That one story would normally be enough to fill the running time of a film, but Roos packs this movie with several more, including the relationship between a businessman (Tom Arnold) and his son (Jason Ritter) and the woman they are both having sex with (Maggie Gyllenhal) and a story involving misappropriated sperm and a lesbian couple and a gay couple. Each story gets more than enough screen time, and eventually, tangentially touches each other. But this is no Altman film, as the connections are limited in time and importance.
Surprisingly, for anyone who's seen Arnold in anything but True Lies, he's one of the best parts of this film. His limited role as Frank, a father who cares about his son, but is desperate for love, allows him to play the clueless part well, reversing course from his usual stupid roles. The difference might be slight, but it's important, as the move from stupid to clueless allows the audience to care about him.
If the audience didn't care, the performance of Gyllenhal as Jude, a golddigging singer who doesn't have any filters when it comes to dealing with others, would have come off as pointless. Jude takes advantage of Frank and his son Otis, using their needs against them. She's able to do that mainly because her needs are financial and material, not emotional, like her conquests. The part continues Gyllenhal's impressive young career, giving her the chance to also sing, which she does rather well. I don't see her cutting an album, but then, who thought Lindsey Lohan would?
Roos' control of the tangled web of storylines is quite good, managed by creating unique and well-defined characters and using the text screens to keep the audience informed at all times.
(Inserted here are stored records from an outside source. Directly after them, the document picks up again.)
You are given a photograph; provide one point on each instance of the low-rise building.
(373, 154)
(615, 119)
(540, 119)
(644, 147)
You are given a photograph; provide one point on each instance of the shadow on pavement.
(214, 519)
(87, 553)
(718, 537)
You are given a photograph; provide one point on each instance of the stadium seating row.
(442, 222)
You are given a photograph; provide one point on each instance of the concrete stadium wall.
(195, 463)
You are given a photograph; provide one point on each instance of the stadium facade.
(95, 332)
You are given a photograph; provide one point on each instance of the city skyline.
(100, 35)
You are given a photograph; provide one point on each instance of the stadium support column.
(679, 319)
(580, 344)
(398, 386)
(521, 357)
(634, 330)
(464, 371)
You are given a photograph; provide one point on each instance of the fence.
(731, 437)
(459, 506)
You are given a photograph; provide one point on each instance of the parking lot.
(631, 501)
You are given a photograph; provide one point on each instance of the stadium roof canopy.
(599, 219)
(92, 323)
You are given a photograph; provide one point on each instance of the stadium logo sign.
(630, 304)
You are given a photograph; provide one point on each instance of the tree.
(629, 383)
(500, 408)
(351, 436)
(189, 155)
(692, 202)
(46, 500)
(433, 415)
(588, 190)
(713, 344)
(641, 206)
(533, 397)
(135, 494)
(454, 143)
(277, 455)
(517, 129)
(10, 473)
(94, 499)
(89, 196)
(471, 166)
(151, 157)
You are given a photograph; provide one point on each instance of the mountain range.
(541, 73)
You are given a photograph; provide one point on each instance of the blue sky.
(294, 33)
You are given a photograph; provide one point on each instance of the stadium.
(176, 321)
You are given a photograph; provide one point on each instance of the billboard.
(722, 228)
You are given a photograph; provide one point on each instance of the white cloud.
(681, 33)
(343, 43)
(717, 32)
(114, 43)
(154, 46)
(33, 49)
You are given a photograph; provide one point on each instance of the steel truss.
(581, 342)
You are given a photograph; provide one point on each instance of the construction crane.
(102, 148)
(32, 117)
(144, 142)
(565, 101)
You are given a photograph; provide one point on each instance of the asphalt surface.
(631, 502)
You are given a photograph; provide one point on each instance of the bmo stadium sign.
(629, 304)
Freed from the expectation of a studio film, Roos' visual direction tries some new tricks, and creates a film that looks as confused as the storyline risks becoming. Mirrors, off-kilter camera angles and an open attitude toward camera movement make this a different look at love and happiness, which for Happy Endings means the two might be mutually exclusive in most peoples' lives. But not always.
The title is an interesting one, considering the film's actual ending, of which there are many. If, at any point, you think the movie is over, you're probably wrong. There's too much invested in this cast of characters to leave anyone hanging in the end, and the film makes sure to satisfy all curiosity, even if it might feel a bit forced in some spots. However, most happy endings feel that way, as endings are rarely happy moments.
There's not a large difference between the two audio tracks, considering this is a dialogue-driven film without any kinds of action blowouts. There's some enhancement of the music that pumps the songs up, but other than that, it's all about the crisp clear dialogue, and well-reproduced sound effects. Overall, the sound is very nice, but in no way a showcase track.
The "Making of" featurette runs over 11 minutes long, and feels like your usual studio EPK packages. On-set footage is mixed with film clips and interviews with all of the principal cast, as well as Roos, to talk about the film. There's nothing ground-breaking, but the piece is at least well-produced.
Just over 15 minutes of deleted scenes are also included, which can be watched in a group or separately. There's a rarity here, as there's a scene, between Charley and Otis, that actually could have worked, if the timing could be worked around. The rest are the usual flotsam and jetsam. Optional commentary with Roos, Mathis and Kudrow is essentially just set-up for the scenes, with thoughts scattered throughout. Optional commentary is also available on the gag reel (4:15) and the montage reel (2:38), but neither reveals much about the movie, and are really there just for odd enjoyment.
A handful of previews for other Lion's Gate films and TV shows are included, but not for Happy Endings.